First They Killed My Father by Loung Ung holds a large piece of my heart. As a teen, in an attempt to find my mom’s lost sister, I scoured the internet searching for hope. Hope did not come in the form of finding my aunt (there is no closure with the unknown – did she survive or did she pass?) but it did come by finding an author with my mom’s maiden name and her memoir. I read the book and realized my mom and her family were not alone. This book opened my mind to genocide worldwide and how important it is to preserve their stories and not let them fade over time. I never saw my relatives the same afterward. Their loving smiling faces once endured something so horrific that nearly a quarter of their population was wiped out. From my mom’s family alone, the Khmer Rouge stole the life of my grandfather and one uncle, and the fate of one aunt is unknown.

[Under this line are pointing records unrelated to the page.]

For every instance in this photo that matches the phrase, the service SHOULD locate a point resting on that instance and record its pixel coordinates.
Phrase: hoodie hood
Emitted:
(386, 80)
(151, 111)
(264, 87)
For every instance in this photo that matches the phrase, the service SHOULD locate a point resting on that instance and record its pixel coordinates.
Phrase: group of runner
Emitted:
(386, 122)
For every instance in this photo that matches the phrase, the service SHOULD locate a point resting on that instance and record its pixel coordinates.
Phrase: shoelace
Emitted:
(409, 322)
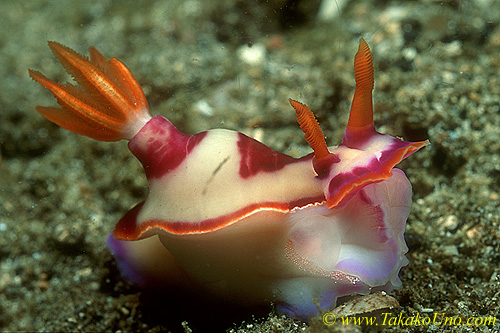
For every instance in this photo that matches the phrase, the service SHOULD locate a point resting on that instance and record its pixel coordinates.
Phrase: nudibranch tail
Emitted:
(109, 104)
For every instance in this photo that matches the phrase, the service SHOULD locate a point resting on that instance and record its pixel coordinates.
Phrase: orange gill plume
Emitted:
(108, 104)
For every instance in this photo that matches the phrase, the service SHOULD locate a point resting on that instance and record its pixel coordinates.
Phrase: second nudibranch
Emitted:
(227, 214)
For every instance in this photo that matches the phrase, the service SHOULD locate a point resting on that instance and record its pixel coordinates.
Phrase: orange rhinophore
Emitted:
(109, 106)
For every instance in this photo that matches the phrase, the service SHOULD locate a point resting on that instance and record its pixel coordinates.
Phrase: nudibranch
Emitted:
(227, 214)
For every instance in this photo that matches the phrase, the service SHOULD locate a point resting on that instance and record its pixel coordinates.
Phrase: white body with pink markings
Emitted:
(238, 219)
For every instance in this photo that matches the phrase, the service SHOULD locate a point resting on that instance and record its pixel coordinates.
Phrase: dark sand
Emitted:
(437, 67)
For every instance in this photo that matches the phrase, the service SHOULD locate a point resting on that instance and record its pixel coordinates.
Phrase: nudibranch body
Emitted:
(228, 214)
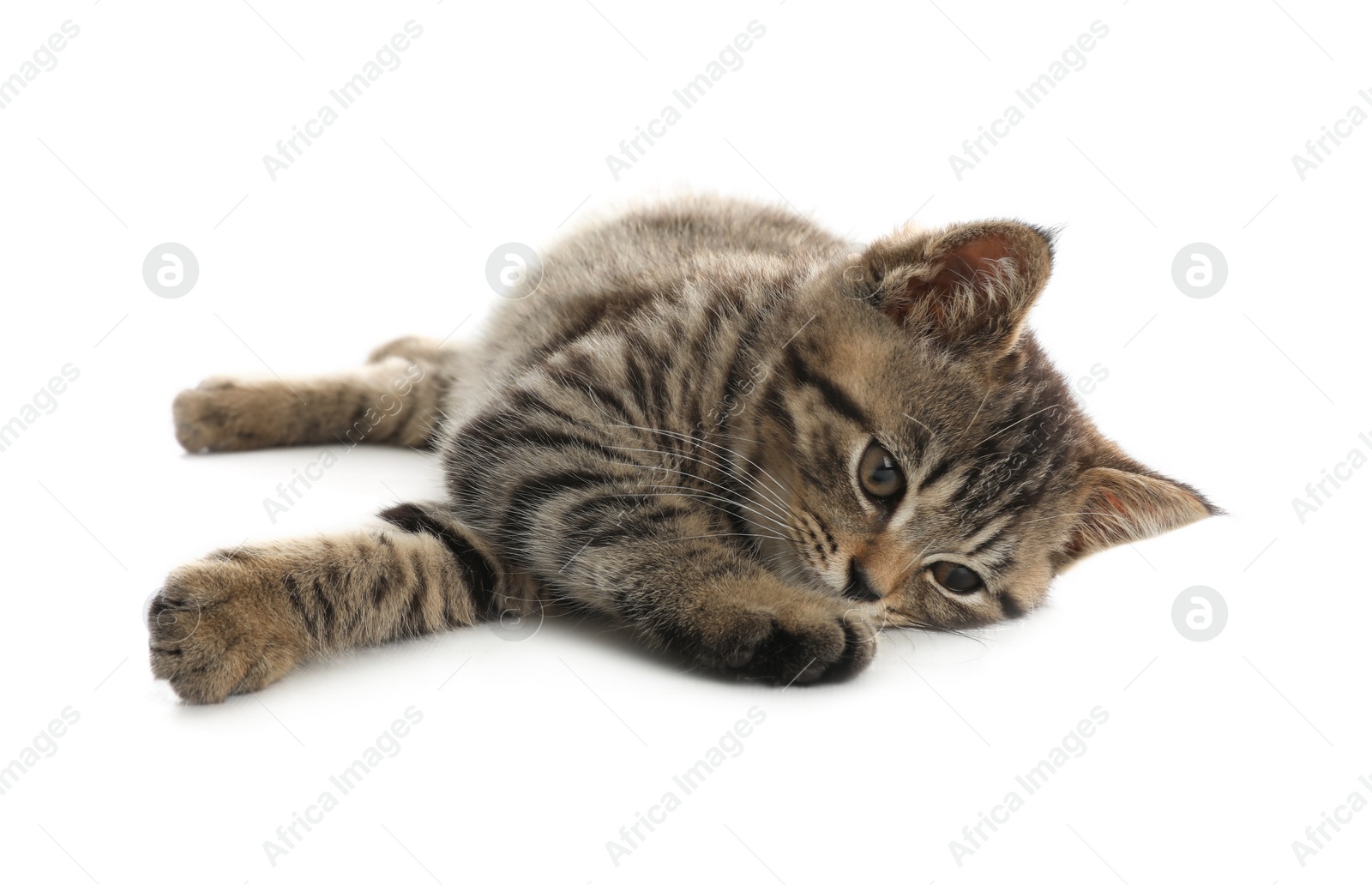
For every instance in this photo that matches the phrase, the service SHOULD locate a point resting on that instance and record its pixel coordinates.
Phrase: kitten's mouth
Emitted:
(859, 587)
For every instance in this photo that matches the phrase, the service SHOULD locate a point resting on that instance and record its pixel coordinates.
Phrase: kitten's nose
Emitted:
(859, 587)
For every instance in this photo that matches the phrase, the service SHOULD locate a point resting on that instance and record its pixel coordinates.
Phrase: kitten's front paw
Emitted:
(803, 642)
(213, 633)
(226, 415)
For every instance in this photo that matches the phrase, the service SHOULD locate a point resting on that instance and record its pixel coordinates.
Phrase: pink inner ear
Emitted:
(972, 258)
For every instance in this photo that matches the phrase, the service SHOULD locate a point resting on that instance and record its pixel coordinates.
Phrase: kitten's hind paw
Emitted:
(210, 635)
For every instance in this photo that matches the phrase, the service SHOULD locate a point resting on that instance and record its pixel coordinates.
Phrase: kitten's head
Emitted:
(923, 453)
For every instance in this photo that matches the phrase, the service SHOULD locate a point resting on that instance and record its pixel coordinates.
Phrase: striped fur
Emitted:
(667, 434)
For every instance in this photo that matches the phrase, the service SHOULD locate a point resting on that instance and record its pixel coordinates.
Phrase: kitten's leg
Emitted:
(240, 619)
(394, 400)
(670, 574)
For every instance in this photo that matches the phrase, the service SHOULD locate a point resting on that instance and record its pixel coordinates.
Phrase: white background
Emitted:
(1180, 128)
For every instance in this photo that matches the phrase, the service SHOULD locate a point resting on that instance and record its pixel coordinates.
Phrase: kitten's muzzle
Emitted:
(859, 587)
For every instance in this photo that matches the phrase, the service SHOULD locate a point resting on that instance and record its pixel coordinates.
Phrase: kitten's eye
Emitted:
(878, 473)
(957, 578)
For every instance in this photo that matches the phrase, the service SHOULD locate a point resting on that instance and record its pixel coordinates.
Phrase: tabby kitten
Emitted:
(713, 423)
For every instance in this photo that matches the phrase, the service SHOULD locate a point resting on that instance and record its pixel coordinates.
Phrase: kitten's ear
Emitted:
(967, 286)
(1122, 505)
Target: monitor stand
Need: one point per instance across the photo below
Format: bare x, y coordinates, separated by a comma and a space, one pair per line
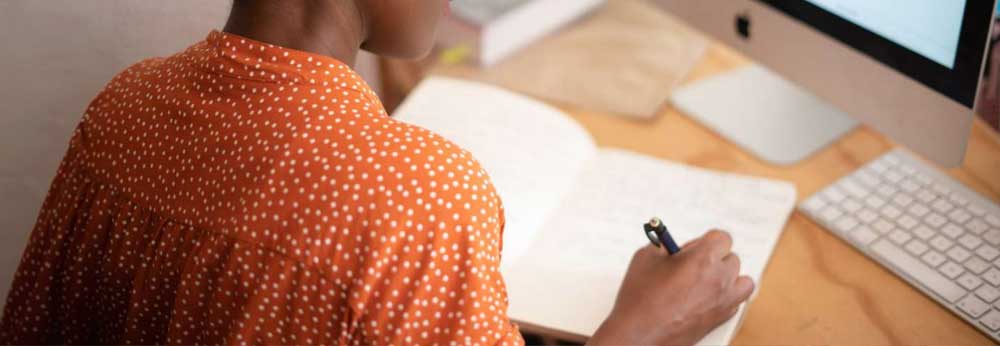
760, 111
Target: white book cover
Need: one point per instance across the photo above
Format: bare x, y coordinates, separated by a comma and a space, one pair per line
499, 28
575, 211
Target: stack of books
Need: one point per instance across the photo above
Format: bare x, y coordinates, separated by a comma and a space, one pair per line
491, 30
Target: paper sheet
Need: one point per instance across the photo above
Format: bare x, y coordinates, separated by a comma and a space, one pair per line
569, 277
575, 213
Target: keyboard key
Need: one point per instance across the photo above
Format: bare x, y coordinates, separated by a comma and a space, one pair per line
851, 205
863, 236
890, 160
951, 269
942, 206
992, 236
941, 243
924, 232
933, 258
907, 222
970, 281
814, 205
970, 242
991, 320
883, 226
923, 179
916, 247
854, 189
959, 216
958, 199
973, 306
992, 276
952, 231
906, 170
886, 191
878, 167
909, 185
977, 226
830, 214
867, 178
959, 254
867, 216
976, 209
902, 200
846, 223
935, 220
918, 210
977, 265
921, 273
941, 189
874, 202
833, 194
987, 252
900, 237
988, 293
926, 196
992, 220
891, 212
893, 177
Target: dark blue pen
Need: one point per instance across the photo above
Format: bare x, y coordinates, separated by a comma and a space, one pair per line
658, 234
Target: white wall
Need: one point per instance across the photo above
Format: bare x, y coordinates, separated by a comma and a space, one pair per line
55, 55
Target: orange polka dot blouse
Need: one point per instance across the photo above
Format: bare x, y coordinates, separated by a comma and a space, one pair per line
244, 193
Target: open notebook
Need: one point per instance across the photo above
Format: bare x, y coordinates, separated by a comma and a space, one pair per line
575, 211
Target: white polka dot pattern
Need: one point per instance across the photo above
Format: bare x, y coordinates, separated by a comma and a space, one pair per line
244, 193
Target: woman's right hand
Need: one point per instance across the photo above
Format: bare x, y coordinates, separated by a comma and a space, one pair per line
677, 299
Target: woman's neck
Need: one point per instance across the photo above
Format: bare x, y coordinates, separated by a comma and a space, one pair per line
313, 26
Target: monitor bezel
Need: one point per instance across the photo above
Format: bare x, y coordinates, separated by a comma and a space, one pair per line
959, 84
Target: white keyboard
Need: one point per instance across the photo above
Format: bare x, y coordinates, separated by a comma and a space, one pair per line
923, 225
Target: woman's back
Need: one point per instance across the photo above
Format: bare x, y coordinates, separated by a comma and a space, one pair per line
243, 192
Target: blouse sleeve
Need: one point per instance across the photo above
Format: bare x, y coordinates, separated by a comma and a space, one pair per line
432, 274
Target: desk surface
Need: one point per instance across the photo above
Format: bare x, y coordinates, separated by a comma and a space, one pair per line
817, 289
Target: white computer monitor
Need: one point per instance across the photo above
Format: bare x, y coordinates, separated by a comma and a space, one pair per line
910, 69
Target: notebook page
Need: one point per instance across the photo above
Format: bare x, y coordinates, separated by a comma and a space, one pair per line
568, 279
532, 152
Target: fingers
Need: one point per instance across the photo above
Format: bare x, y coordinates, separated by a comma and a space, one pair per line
739, 293
731, 268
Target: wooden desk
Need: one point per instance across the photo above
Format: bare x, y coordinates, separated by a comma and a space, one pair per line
817, 289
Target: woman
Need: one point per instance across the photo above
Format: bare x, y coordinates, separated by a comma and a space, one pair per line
251, 189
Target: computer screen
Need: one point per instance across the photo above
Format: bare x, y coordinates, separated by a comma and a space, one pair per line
939, 43
931, 28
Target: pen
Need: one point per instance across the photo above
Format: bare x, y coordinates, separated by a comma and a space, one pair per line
658, 234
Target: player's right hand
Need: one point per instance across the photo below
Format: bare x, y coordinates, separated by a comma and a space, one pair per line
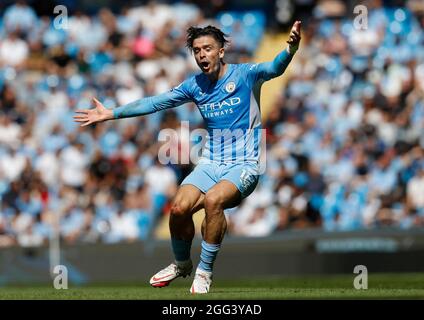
90, 116
294, 37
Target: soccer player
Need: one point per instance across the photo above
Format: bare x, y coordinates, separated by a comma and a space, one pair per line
227, 96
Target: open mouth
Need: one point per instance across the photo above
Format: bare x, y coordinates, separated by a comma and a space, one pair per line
205, 65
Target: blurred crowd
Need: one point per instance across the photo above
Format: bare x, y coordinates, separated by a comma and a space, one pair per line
345, 142
346, 138
104, 182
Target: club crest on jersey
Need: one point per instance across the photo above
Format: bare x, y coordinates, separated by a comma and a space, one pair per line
230, 87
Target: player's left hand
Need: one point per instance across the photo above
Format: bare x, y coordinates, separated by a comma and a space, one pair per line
294, 37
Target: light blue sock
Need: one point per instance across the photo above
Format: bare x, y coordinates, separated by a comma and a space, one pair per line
208, 255
181, 249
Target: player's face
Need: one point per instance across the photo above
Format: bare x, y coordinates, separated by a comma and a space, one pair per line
208, 54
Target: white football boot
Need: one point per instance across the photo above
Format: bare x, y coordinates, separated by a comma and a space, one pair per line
202, 282
164, 277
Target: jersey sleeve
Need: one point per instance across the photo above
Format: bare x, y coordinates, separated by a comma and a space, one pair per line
268, 70
173, 98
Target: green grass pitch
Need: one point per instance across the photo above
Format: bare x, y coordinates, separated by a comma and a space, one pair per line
380, 286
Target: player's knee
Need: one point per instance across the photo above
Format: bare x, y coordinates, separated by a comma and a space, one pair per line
213, 200
180, 208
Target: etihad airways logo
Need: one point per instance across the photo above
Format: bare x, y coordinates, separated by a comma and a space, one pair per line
213, 106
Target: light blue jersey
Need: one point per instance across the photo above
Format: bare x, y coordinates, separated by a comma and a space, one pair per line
229, 107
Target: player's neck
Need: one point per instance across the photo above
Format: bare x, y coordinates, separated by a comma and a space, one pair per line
219, 74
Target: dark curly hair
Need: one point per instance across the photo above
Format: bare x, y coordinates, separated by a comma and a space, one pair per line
195, 32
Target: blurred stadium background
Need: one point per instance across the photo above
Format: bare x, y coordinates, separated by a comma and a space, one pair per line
345, 138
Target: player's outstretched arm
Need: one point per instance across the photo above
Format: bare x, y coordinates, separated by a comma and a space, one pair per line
275, 68
90, 116
139, 107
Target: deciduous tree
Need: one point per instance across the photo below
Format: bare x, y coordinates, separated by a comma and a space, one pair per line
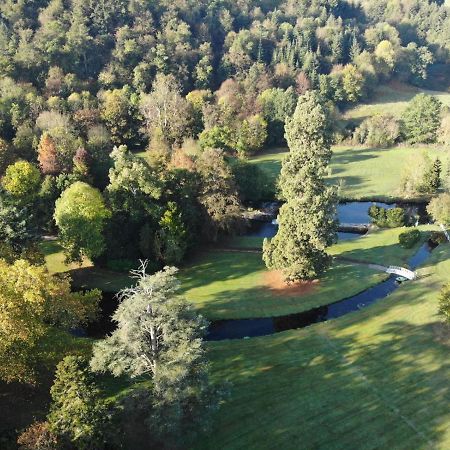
78, 414
31, 302
159, 336
307, 223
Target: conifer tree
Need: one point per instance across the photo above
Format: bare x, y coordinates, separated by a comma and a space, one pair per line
307, 221
159, 336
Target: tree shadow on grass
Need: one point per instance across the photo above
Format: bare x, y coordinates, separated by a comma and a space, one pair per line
320, 389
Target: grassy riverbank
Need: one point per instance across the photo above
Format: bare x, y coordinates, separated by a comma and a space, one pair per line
362, 173
232, 284
377, 378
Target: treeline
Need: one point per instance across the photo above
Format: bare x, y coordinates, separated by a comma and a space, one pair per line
198, 85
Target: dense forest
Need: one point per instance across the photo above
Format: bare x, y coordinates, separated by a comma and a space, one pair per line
126, 128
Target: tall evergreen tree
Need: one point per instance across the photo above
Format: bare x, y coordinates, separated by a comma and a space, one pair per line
159, 336
307, 223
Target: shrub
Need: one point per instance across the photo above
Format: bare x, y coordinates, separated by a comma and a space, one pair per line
378, 131
409, 238
444, 131
444, 303
395, 217
37, 437
422, 119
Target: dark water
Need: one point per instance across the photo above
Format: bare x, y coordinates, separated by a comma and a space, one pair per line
268, 229
354, 212
243, 328
349, 213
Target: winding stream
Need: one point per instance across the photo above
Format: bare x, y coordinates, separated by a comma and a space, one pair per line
243, 328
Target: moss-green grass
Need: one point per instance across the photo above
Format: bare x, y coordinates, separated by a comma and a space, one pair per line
391, 99
365, 173
225, 285
362, 173
84, 276
55, 259
376, 378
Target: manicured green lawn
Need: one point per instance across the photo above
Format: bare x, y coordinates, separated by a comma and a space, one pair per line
379, 246
84, 276
391, 99
365, 173
362, 173
224, 285
376, 378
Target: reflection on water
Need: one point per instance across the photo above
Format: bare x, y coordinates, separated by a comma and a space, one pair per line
241, 328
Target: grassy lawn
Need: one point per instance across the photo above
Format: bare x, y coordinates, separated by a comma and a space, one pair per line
380, 247
54, 258
391, 99
377, 378
365, 173
25, 403
362, 173
225, 285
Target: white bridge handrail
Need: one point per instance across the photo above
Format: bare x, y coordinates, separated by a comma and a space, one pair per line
409, 274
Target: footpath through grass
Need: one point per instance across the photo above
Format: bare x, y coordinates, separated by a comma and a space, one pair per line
376, 378
362, 173
232, 285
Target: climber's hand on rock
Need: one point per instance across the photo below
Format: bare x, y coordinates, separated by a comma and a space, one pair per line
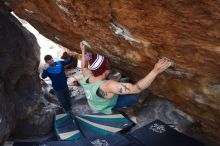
82, 46
162, 65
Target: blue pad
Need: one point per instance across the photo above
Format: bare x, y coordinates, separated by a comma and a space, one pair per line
80, 142
96, 125
158, 133
65, 127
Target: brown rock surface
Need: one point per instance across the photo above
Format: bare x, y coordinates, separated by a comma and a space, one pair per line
134, 33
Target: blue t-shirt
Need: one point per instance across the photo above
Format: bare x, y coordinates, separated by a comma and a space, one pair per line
57, 74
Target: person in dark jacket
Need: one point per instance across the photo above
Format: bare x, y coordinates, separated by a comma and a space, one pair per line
55, 71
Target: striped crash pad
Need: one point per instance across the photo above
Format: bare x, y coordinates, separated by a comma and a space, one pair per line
95, 125
113, 139
65, 127
79, 142
158, 133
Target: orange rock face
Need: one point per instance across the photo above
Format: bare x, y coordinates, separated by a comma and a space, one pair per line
135, 33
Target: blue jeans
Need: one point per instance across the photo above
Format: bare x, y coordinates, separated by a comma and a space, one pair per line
64, 98
126, 100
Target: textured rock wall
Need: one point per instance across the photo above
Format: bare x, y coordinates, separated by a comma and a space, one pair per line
135, 33
21, 110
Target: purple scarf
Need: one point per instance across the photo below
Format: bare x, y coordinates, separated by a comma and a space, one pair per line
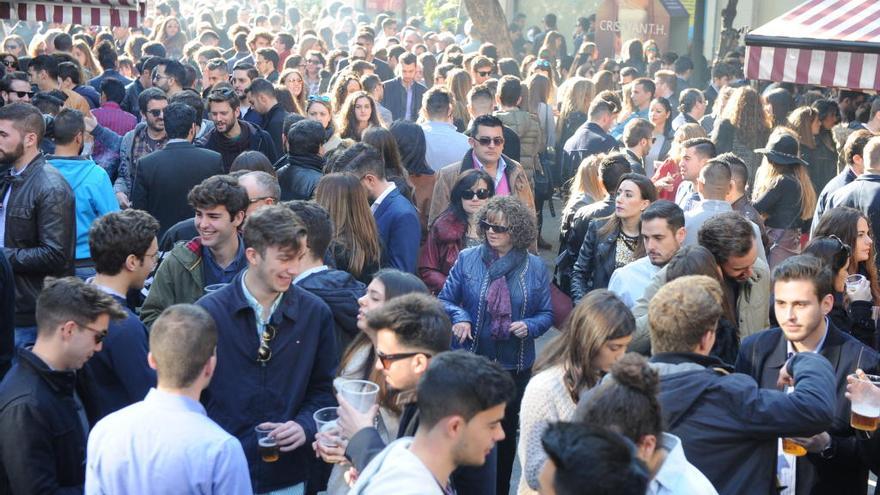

Because of my nephew’s first birthday party, we had relatives staying with us this weekend. On Saturday, my mom and dad, my mom’s eldest sister, my mom’s only surviving brother and his wife (who also went through this) and my two cousins and I gathered around the tv in the living room and watched the film adaptation together. There was something deeply bonding by having them watch with me and gravitas of four survivors in my living room was heavy on my heart. Their experiences added to everything I saw and felt from the screen. It brought up questions I hadn’t asked before [“Did they also specifically say it was the Americans attacking when they knocked on your door?”] and memories I had heard before [“They gave us a watery rice soup that was all liquid. One time I counted out the grains of rice and it amounted to 17 pieces.”]

Tears rolled down our cheeks as we silently took in the difficult scenes. About halfway through, my uncle got up to use the restroom and never returned back to the couch. One of my cousins checked on him and found out he was sleeping in the guest room. Without trying to assume too much, I can only guess that the main character in the film hit him harder than his sisters because of age. As the youngest of the family, he was about the same age as Loung when the country fell, and seeing a child that young brought back a flood of memories and innocence lost. My mom and eldest aunt were both college graduates but he was only a child.

“Your uncle was drafted by them, just like Loung. Young brilliant minds were wanted to be able to brainwash.”

The next day at my nephew’s party, nearly half the guests over 40 were survivors of the Cambodian Genocide too, and between the celebrating and fun, I paused and took that to heart. I know so many strong incredible people who have rebuilt their lives here in the United States, each one with a deeply personal and moving story of their own.